Theater Shooting Trial’s Penalty Phase Is Off To A Slow, Testy Start

Photo: Aurora theater shooting memorial crosses 2015 (AP)
Passers-by move past a row of crosses erected for the 12 victims of the massacre in a nearby movie theatre and to mark the day of the third anniversary of the killing spree, Monday, July 20, 2015, in Aurora.

The penalty phase of the Colorado theater shooting trial got underway Wednesday with the prosecution laying out a litany of aggravating factors it says justify the death penalty.

Jurors convicted James Holmes of murder in the 2012 shooting attack that killed 12 people and injured 70 and it is now in their hands whether to sentence him to death or life in prison without possibility of parole.

Deputy District Attorney Rich Orman opened his case for death by evoking the grim fate of victims in the theater that night.

"They died -- you know this because you heard the evidence -- surrounded by screaming and by pain and by anguish," said Orman. "That is how he killed them. Dying like that is unnecessarily torturous. It is conscienceless. It is pitiless.”

Orman illustrated discussion of possible aggravating factors with a long slide show that included photos of the wounded and the bloody crime scene. However the presentation was delayed by several hours by defense objections. Holmes' lawyers complained they'd only been given a copy of the slides at 5pm the night before and many were inflammatory and intended to bias the jury against their client.

Judge Carlos Samour seemed frustrated with both sides over all the last-minute legal wrangling.

"You want me to rule on about 50 objections while the jury is waiting to come in here. It’s not fair to the jury, it’s not fair to the court. It’s not the way things should work," he said.

Here are some more key moments from the courtroom on Wednesday:

Not all murders qualify as death penalty cases:

To qualify, the jury must find the crime included one or more aggravating factors, as laid out in state law. The prosecution is arguing this crime actually meets five different qualifying criteria. Some, like whether two or more people were killed, seem pretty obvious; 12 people died in the attack. Another factor is that the killing was conducted from an ambush and Holmes did pick a dark doorway to start his attack.

Deliberately killing a child under the age of 12 is also an aggravating factor and one of the victims, Veronica Moser Sullivan, was 6 years old at the time. Orman told the jury that even if Holmes didn't set out to kill Sullivan specifically, he must have seen there were numerous children in the theater that night and meant to include them among his victims.

The last two aggravating factors prosecutors are arguing for are a bit more subjective. Did Holmes put everyone in the theater at grave risk of death? And were the murders unnecessarily torturous and pitiless? Orman described the scene in the theater that night in detail to make the case that they were.

The defense did not mount a rebuttal to any of the prosecution's arguments for aggravating factors.

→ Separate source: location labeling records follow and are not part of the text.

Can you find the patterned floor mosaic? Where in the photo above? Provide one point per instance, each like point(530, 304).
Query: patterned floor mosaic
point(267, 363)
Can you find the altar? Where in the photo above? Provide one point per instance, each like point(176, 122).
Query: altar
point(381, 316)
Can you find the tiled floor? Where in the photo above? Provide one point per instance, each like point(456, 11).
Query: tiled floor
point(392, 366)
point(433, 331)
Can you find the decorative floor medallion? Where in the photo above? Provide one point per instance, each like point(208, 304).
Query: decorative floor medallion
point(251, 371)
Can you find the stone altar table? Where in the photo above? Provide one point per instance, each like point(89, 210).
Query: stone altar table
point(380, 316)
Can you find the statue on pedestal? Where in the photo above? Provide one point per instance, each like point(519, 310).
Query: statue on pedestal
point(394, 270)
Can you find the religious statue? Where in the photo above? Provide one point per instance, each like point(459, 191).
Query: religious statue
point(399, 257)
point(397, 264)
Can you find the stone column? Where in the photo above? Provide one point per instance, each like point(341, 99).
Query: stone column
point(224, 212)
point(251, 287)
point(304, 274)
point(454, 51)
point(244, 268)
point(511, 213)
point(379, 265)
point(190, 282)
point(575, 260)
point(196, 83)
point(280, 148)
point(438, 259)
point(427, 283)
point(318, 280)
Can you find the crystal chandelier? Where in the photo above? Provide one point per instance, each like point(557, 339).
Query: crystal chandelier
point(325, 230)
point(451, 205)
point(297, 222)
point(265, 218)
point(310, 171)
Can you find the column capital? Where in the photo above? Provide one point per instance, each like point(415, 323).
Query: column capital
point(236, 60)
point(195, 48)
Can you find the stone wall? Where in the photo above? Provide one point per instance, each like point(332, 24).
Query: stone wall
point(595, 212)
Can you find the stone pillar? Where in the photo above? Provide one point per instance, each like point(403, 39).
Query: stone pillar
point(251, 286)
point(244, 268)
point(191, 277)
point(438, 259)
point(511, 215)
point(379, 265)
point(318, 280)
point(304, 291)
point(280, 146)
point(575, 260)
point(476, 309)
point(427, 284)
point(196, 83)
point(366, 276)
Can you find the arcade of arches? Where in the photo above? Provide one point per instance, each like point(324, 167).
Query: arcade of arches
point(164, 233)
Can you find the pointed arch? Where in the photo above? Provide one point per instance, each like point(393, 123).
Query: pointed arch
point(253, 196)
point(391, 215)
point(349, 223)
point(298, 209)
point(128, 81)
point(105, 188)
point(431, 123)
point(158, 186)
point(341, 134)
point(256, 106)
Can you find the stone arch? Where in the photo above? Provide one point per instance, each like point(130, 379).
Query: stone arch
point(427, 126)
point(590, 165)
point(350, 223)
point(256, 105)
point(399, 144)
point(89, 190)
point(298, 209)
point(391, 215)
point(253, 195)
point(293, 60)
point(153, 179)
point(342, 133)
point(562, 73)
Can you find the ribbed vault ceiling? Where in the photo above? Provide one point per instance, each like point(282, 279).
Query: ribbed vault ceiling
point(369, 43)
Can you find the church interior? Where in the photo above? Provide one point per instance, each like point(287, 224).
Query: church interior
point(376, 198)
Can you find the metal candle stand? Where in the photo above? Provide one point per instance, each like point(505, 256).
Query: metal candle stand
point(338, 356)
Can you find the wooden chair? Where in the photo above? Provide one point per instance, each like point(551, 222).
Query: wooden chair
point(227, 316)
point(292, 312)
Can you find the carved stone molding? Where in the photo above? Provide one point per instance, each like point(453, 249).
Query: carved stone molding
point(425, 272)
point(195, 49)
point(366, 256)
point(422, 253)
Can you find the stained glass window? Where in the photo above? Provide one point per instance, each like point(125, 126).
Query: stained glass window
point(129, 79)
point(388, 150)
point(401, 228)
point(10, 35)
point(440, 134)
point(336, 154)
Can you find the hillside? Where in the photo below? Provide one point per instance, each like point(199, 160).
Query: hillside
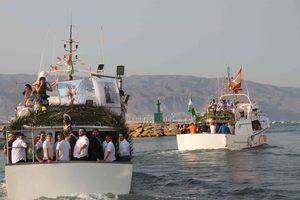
point(280, 103)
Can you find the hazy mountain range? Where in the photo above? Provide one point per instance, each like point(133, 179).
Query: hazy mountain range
point(279, 103)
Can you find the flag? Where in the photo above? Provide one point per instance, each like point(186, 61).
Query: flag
point(68, 58)
point(72, 92)
point(236, 83)
point(54, 68)
point(191, 108)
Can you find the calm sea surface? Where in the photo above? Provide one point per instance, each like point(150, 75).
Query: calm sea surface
point(162, 172)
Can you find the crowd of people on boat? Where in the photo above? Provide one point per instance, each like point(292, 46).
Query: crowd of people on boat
point(69, 148)
point(207, 127)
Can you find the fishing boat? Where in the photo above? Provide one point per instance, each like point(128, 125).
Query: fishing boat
point(94, 101)
point(246, 123)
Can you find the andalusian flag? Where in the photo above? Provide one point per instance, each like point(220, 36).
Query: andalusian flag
point(191, 108)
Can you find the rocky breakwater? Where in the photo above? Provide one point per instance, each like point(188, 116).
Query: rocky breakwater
point(138, 129)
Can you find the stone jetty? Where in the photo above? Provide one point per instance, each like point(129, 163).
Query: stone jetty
point(139, 129)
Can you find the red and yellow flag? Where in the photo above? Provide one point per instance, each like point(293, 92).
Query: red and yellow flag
point(236, 83)
point(54, 68)
point(68, 58)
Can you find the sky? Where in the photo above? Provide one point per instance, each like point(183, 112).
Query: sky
point(191, 37)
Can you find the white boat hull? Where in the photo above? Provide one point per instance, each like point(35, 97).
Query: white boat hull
point(31, 181)
point(218, 141)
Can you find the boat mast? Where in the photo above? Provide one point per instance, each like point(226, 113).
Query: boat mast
point(71, 49)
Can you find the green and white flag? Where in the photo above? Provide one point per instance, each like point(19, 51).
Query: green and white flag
point(191, 108)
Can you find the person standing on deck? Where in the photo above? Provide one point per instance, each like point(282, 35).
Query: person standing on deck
point(124, 149)
point(224, 129)
point(18, 152)
point(110, 151)
point(48, 148)
point(81, 146)
point(8, 146)
point(63, 148)
point(193, 128)
point(39, 154)
point(213, 128)
point(95, 148)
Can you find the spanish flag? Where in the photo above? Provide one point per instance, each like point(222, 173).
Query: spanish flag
point(54, 68)
point(236, 83)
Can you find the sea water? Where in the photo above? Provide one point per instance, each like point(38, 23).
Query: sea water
point(161, 172)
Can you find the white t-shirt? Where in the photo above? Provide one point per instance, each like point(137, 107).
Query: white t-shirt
point(63, 147)
point(18, 151)
point(111, 148)
point(213, 129)
point(39, 145)
point(82, 140)
point(124, 148)
point(47, 145)
point(104, 144)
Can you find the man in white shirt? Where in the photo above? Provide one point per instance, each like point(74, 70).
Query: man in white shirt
point(39, 147)
point(110, 151)
point(81, 146)
point(48, 148)
point(124, 149)
point(213, 128)
point(18, 152)
point(63, 148)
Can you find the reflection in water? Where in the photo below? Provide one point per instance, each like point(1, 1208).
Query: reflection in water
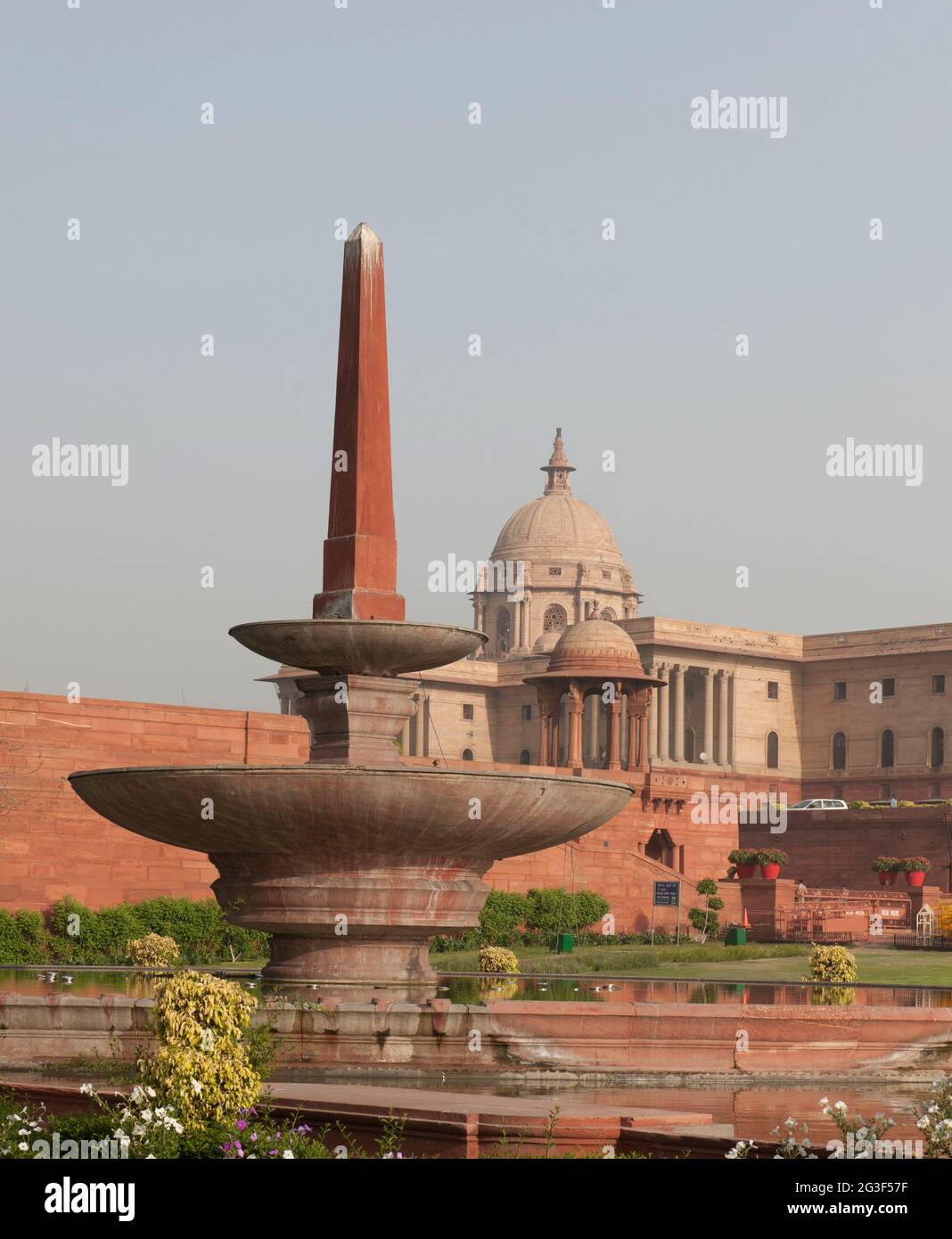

Mitigating factors may be the next step:

The first day of the penalty phase ended with the jury still weighing the case for aggravating factors. If its members decide the crime meets those criteria, the next next step will be mitigating evidence. At this point the defense will get to call people who knew Holmes, including past teachers and possibly his parents, to testify about his character, his mental health. and anything else they think will help convince jurors not to impose the death penalty. This is expected to be a pretty long phase. It could take a week or more.

Newsweek was banned:

The other big news from Wednesday was about the news media itself.

The court has specifically ordered the media not to identify jurors until after the completion of the trial. But last week Newsweek magazine briefly published an online article naming the jury foreman and describing him a bit. The report was removed after the court's public information officer complained, but the company left up a tweet that also included the name.

According to a note the foreman sent to the judge Wednesday, he learned about the story over the weekend, after someone he didn't know on Twitter forwarded him Newsweek's tweet. The foreman didn't read the article, something that would have gotten him removed from the jury, but he did tell the judge he was very unnerved that the article existed.

"Do you have any other concerns about that?" Judge Carlos Samour asked.

"I do, just in general, about privacy in the media ... I don't know if there's anything you can do as the judge to... I don't know. It's just weird to see my name there. It's not cool," the jury foreman replied.

Newsweek and its reporters are banned from entire courthouse complex until trial ends. But they also apparently had no further plans to cover it in person, so that may not be much of a loss for them. The magazine could have faced a contempt charge for violating the order court's order, but the judge said he wouldn't go that far. The managing editor did take to Twitter to apologize after news of the story broke.

The Newsweek saga does point to a bigger issue: These jurors have, by order of the court, avoided all news coverage of this trial so far, and they've been shielded from coverage themselves, but once they decide on a penalty and the trial ends they could find themselves in an unfamiliar and unwelcome public spotlight.